Her main areas of research are.
- History of National Socialism and the Holocaust
- Exile research
- History of the Federal Republic of Germany, especially legal reappraisal in the post-war period

== Founding director of the NS Documentation Centre Munich ==
Wojak was appointed founding director of the planned Nazi Documentation Centre in Munich in 2009. According to media reports, in May 2011 there were heated arguments between individual Munich city councillors, the centre's board of trustees and Wojak, among others, about the name of the planned centre. Wojak spoke out against a name that contained the abbreviation "NS". The board of trustees of the planned centre and several contemporary witnesses had expressed similar views. The centre had been planned by the city of Munich from the beginning under the working name "NS-Dokumentationszentrum". Munich city councillor Marian Offman stressed that not all contemporary witnesses had spoken out against the abbreviation. Wojak is then said to have indirectly accused Offman of playing contemporary witnesses off against each other. The Lord Mayor Christian Ude announced disciplinary steps in April 2011 as a result of this, and the city councillor Marian Offman, who is also vice-president of the Jewish Community of Munich, demanded an apology from Wojak. Wojak also saw this as a party-political dispute.

At the end of October 2011, Wojak was relieved of her duties as director of the NS Documentation Centre because she had not presented a coherent concept for the exhibition at the NS Documentation Centre.
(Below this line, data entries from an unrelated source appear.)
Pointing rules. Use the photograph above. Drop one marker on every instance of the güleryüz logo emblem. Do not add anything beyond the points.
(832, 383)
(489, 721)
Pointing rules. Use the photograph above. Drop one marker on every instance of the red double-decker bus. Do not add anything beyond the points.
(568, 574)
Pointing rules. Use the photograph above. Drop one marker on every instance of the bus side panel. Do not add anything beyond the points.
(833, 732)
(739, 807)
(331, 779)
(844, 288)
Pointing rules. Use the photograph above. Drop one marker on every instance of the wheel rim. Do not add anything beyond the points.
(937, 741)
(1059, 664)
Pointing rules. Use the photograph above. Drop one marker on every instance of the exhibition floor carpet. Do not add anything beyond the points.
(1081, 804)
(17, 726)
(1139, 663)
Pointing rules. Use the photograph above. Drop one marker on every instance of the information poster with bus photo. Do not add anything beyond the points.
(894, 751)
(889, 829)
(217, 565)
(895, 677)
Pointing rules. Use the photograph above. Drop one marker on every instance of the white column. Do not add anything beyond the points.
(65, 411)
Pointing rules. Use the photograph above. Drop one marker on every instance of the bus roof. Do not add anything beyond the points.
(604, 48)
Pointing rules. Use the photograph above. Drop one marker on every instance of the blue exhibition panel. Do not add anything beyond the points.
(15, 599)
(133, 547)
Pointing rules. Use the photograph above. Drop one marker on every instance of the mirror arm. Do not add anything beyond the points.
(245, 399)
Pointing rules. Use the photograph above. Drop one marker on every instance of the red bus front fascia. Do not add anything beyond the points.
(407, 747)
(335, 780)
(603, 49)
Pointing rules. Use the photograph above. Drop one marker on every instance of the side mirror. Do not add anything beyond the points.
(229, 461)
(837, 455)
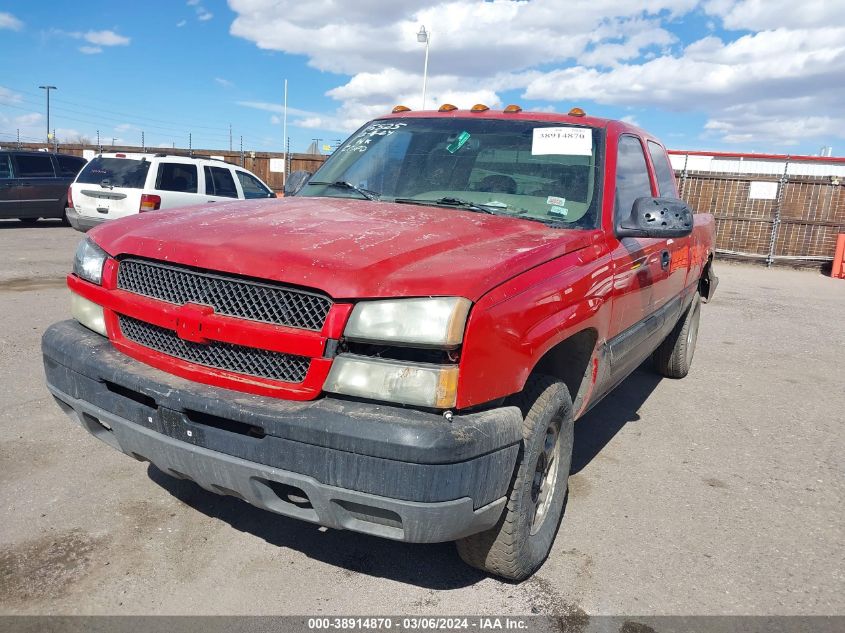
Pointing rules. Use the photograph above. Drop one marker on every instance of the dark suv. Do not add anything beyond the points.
(34, 184)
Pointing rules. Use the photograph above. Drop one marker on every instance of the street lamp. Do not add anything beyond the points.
(48, 89)
(424, 37)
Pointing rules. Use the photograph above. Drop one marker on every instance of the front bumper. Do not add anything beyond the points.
(82, 222)
(392, 472)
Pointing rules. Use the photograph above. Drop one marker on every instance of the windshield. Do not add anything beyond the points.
(543, 171)
(115, 172)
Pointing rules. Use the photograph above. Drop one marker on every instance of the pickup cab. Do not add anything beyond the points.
(402, 346)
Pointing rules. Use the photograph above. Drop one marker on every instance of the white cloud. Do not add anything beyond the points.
(105, 38)
(8, 21)
(747, 86)
(615, 52)
(760, 15)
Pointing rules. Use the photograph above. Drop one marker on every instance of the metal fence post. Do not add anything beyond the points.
(784, 179)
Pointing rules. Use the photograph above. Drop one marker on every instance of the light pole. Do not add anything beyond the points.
(424, 37)
(48, 89)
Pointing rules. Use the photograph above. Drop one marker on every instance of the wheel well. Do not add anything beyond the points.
(569, 360)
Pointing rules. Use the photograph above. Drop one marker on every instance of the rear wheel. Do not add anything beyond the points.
(65, 219)
(520, 542)
(674, 356)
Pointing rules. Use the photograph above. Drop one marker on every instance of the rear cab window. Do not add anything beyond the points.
(663, 170)
(69, 165)
(179, 177)
(219, 182)
(126, 173)
(34, 166)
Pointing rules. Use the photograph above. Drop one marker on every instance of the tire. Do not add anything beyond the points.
(520, 542)
(674, 356)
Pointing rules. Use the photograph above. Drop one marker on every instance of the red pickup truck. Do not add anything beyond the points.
(402, 346)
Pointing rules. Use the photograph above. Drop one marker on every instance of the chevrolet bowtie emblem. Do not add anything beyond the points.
(190, 319)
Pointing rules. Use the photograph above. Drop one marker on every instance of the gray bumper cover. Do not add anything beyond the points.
(424, 479)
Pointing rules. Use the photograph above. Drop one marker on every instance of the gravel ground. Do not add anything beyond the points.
(718, 494)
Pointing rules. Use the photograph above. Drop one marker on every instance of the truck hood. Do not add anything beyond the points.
(347, 248)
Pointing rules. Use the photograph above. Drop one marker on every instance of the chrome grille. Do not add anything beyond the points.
(227, 295)
(234, 358)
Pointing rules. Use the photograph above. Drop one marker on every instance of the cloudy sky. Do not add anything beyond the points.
(737, 75)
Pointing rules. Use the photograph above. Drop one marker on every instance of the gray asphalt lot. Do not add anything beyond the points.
(718, 494)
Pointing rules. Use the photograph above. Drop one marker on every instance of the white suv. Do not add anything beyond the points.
(116, 185)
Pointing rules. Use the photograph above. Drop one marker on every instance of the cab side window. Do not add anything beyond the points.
(252, 186)
(5, 166)
(632, 179)
(663, 170)
(179, 177)
(219, 182)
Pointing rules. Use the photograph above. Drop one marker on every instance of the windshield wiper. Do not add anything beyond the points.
(342, 184)
(450, 201)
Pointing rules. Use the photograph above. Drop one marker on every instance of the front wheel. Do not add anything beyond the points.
(674, 356)
(520, 542)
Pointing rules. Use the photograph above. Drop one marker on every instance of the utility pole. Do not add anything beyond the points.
(424, 37)
(48, 89)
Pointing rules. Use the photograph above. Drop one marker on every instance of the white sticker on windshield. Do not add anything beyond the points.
(568, 141)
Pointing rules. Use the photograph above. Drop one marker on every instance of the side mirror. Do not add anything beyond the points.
(296, 181)
(656, 217)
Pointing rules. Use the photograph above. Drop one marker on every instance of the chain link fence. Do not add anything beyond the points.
(775, 210)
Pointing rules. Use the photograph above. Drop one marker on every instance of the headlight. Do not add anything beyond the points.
(89, 261)
(88, 313)
(434, 321)
(395, 381)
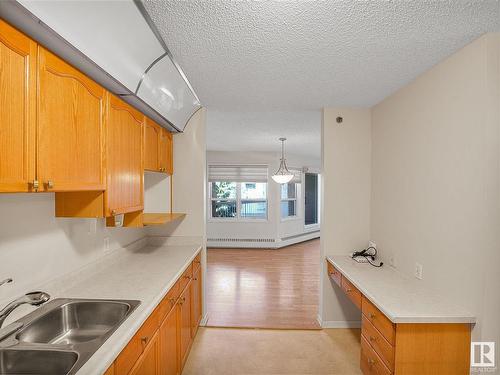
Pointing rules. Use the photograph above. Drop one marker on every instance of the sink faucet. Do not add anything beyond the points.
(31, 298)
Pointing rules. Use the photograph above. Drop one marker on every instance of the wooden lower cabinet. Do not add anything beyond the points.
(169, 348)
(389, 348)
(148, 363)
(161, 346)
(185, 323)
(196, 286)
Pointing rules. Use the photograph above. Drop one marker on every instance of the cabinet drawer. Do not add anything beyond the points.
(334, 274)
(186, 277)
(378, 343)
(196, 263)
(371, 364)
(128, 357)
(379, 320)
(351, 291)
(168, 302)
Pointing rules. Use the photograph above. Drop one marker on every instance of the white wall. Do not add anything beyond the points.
(36, 247)
(346, 202)
(273, 227)
(436, 180)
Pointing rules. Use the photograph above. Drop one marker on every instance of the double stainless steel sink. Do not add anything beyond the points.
(60, 336)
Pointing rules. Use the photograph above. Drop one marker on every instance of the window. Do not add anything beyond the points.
(224, 202)
(288, 200)
(245, 200)
(253, 200)
(238, 191)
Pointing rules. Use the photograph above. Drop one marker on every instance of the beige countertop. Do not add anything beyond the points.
(401, 299)
(145, 274)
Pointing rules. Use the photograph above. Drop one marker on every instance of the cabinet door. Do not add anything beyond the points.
(124, 191)
(185, 323)
(148, 362)
(70, 127)
(196, 286)
(151, 146)
(169, 344)
(166, 152)
(17, 110)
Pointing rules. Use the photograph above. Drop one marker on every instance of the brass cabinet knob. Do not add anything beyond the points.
(35, 184)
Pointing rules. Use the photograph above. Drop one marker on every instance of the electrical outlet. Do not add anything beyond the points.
(418, 271)
(92, 226)
(392, 260)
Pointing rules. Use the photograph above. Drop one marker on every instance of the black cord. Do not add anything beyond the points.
(368, 255)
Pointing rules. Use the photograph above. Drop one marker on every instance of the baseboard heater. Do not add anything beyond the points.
(258, 240)
(317, 232)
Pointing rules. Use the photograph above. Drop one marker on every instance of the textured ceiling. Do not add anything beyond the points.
(259, 131)
(295, 55)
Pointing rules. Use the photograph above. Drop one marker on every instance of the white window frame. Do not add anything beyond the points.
(296, 200)
(238, 217)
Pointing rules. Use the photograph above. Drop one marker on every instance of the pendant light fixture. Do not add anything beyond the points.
(282, 175)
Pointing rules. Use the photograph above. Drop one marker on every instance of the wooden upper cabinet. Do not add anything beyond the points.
(124, 156)
(158, 148)
(71, 113)
(18, 57)
(166, 152)
(151, 146)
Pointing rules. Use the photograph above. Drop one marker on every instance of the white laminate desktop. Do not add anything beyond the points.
(401, 299)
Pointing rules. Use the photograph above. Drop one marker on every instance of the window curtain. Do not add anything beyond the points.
(238, 173)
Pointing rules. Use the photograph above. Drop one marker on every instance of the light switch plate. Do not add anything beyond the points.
(418, 271)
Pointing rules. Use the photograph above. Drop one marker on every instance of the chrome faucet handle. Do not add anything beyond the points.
(6, 281)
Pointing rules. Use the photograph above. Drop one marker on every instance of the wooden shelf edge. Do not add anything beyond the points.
(149, 219)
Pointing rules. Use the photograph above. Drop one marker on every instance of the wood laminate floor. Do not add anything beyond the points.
(227, 351)
(264, 288)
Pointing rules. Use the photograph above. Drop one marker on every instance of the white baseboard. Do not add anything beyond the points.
(204, 320)
(341, 324)
(338, 323)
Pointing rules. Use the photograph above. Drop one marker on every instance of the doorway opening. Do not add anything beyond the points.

In addition, her communication style was criticised. She had also failed to cooperate with her team. Wojak, on the other hand, initially emphasised that she had not had the opportunity to explain her concept, as it had been presented without her on 7 October due to illness. In mid-November, an agreement was finally reached and a joint press release was issued by Wojak and the City of Munich, which spoke of "sustained differences of opinion" between Wojak and the advisory bodies about the "orientation, content and function" of the planned centre, due to which a separation had taken place. Press release NS-Dokumentationszentrum München.

== Awards ==
- 2014: For her biography on the life of Fritz Bauer, Wojak became the first German historian to be appointed Fellow at the Radcliffe Institute for Advanced Study at Harvard University.

== Publications ==
- Fritz Bauer 1903–1968. Eine Biographie, Munich 2009
- Eichmanns Memoiren. Ein kritischer Essay, Frankfurt 2001
- Exil in Chile. Die deutsch-jüdische und politische Emigration während des Nationalsozialismus 1933–1945, Berlin 1994
- Irmtrud Wojak und Susanne Meinl (ed.) im Auftrag des Fritz-Bauer-Instituts: Völkermord und Kriegsverbrechen in der ersten Hälfte des 20. Jahrhunderts, Frankfurt: Campus-Verlag 2004, ISBN 3-593-37282-7.